A 5-mile stretch of the 55 Freeway running through Costa Mesa will be named in honor of a city fire captain who died last year after being struck by an allegedly impaired driver.
The newly designated “Costa Mesa Fire Captain Michael Kreza Memorial Highway” will run from 19th Street to MacArthur Boulevard, thanks to a resolution the state Senate and Assembly passed this month.
Kreza, 44, of Rancho Santa Margarita was based at Costa Mesa Fire Station 6 near South Coast Plaza and was an 18-year veteran of the Costa Mesa Fire & Rescue Department. He died Nov. 5, two days after being hit by a van while riding his bicycle off-duty in Mission Viejo. He is survived by his wife and three young daughters.
“The people of California have a special and enduring respect for the valiant individuals who daily commit themselves to the often perilous duties performed by firefighters, and the exceptional respect Fire Captain Kreza earned among his fellow firefighters and within the city of Costa Mesa bears testament to the positive impact he had in his community and in the lives of his fellow firefighters by virtue of his estimable character, leadership and sincere concern for others,” the Legislature-approved resolution states.
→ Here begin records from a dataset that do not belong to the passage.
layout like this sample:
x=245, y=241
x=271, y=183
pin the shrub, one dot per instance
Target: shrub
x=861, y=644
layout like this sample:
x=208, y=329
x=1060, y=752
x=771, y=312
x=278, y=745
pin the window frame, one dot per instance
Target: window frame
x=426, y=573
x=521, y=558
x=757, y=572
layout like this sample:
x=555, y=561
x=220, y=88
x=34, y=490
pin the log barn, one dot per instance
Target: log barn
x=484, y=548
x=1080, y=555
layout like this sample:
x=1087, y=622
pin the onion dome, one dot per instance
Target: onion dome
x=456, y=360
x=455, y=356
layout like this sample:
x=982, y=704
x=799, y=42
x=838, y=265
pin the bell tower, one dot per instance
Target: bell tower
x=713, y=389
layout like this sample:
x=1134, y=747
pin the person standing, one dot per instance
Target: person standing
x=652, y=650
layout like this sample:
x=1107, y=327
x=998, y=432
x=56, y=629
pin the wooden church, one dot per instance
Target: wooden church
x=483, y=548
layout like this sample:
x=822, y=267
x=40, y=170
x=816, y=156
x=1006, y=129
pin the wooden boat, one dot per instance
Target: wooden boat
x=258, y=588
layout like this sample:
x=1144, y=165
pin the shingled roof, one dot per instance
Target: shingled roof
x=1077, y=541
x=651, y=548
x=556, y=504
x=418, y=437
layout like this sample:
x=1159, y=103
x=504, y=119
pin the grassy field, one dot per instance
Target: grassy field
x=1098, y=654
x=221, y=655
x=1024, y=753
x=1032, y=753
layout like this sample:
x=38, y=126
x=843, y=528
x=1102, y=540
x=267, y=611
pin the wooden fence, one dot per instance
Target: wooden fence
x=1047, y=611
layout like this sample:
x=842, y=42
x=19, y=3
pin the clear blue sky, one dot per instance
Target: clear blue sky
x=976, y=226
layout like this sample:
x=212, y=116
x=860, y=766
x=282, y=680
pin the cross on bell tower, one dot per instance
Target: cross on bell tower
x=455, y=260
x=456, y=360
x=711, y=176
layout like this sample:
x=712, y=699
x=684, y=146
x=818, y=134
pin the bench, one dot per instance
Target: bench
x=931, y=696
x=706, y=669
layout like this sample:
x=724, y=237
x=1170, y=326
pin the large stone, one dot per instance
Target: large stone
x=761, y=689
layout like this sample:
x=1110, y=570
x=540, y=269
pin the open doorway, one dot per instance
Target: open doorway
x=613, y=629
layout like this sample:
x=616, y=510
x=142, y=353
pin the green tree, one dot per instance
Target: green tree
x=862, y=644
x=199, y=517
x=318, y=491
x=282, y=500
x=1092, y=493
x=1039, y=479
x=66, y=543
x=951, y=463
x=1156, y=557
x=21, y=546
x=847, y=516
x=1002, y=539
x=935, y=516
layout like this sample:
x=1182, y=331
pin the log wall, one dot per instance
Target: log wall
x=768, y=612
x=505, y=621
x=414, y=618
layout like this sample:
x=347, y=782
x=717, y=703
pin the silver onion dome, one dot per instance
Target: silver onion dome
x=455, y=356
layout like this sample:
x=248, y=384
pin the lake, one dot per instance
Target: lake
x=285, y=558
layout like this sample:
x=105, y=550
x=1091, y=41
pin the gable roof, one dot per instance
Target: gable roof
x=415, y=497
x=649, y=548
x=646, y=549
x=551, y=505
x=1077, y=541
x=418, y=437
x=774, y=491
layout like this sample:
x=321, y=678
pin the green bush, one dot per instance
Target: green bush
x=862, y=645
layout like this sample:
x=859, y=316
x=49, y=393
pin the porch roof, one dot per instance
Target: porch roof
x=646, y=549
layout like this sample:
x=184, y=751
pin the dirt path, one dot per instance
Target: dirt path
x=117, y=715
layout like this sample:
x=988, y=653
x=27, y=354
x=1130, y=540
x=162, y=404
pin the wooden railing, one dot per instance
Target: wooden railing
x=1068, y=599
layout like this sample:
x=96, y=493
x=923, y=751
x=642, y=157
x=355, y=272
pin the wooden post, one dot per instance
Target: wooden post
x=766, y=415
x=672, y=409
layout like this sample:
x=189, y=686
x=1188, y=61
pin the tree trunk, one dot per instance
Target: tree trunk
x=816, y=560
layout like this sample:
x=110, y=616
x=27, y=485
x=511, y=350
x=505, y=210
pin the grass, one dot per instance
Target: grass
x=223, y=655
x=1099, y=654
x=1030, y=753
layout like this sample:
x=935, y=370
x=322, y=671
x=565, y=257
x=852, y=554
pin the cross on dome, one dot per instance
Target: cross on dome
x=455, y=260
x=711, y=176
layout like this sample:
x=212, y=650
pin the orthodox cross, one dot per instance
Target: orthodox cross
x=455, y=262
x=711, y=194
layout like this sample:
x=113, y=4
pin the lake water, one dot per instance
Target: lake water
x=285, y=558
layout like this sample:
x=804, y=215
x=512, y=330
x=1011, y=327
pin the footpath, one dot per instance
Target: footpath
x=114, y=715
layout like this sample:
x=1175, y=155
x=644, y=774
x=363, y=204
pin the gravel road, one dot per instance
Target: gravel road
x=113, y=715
State Sens. John Moorlach (R-Costa Mesa) and Pat Bates (R-Laguna Niguel) sponsored the resolution, which passed the Senate without dissent Monday and likewise cleared the Assembly last Thursday. Assemblywoman Cottie Petrie-Norris (D-Laguna Beach) was a co-sponsor.
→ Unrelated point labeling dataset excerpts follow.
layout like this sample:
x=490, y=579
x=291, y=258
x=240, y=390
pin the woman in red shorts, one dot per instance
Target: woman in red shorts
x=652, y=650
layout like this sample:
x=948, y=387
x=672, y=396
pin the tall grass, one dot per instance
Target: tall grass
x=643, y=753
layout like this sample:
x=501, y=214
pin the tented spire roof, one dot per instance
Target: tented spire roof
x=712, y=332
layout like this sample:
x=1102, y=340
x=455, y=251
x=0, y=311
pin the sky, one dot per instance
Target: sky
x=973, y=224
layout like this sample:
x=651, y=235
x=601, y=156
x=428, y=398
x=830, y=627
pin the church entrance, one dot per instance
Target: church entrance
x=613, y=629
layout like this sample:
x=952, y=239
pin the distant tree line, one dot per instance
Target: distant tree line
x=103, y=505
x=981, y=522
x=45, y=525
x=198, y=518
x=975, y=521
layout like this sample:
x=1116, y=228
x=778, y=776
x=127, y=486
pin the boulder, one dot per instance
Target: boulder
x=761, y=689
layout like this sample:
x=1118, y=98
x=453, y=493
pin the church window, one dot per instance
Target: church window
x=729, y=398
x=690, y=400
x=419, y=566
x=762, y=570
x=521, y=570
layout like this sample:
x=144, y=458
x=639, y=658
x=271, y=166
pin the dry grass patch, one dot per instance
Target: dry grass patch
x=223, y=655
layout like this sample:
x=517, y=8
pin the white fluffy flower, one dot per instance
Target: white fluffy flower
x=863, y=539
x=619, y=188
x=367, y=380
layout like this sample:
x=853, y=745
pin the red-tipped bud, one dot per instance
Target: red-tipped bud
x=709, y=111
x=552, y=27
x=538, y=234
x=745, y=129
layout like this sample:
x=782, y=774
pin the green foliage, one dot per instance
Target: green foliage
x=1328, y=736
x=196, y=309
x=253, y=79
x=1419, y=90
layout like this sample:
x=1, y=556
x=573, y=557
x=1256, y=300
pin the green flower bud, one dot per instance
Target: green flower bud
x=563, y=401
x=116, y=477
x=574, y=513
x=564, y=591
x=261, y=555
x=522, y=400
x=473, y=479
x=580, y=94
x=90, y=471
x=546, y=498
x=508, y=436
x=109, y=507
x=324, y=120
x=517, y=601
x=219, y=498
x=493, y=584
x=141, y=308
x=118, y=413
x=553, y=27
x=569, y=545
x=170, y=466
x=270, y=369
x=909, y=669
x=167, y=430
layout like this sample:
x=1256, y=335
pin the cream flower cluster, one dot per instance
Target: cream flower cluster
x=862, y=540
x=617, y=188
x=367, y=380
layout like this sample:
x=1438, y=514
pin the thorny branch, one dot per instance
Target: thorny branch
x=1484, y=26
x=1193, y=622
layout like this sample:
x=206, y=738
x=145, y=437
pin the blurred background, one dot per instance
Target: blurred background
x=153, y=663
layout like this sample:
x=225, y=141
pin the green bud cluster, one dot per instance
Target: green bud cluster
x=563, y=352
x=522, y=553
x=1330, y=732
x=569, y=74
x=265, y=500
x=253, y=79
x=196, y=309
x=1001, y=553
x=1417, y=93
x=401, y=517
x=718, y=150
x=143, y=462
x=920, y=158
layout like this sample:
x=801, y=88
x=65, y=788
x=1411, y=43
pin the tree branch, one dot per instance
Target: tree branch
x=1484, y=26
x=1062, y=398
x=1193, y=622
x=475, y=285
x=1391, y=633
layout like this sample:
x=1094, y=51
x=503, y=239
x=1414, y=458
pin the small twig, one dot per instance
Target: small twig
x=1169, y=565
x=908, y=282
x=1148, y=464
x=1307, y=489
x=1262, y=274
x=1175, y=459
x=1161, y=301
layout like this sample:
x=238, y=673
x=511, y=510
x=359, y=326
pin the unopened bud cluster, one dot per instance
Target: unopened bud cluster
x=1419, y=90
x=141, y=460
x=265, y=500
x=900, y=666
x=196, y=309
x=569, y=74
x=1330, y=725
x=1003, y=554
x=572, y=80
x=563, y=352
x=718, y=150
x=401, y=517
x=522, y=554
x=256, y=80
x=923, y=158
The Costa Mesa City Council also unanimously backed the resolution in May.
The state Department of Transportation will use donated funds to erect signs showing the special designation. The cost is yet to be determined.
“Family, crew members and visitors to our city will always remember Mike Kreza,” the Costa Mesa Firefighters Assn. wrote in a Facebook post about the resolution.
The man accused of driving the van that struck Kreza — Stephen Taylor Scarpa, 25, of Mission Viejo — is charged with one count of murder. He previously pleaded not guilty.
Sheriff’s deputies and a forensic toxicologist testified at a court hearing last week that Scarpa showed signs of impairment right after the crash, and tests showed he had several substances in his blood, including methamphetamine, painkillers and sedatives.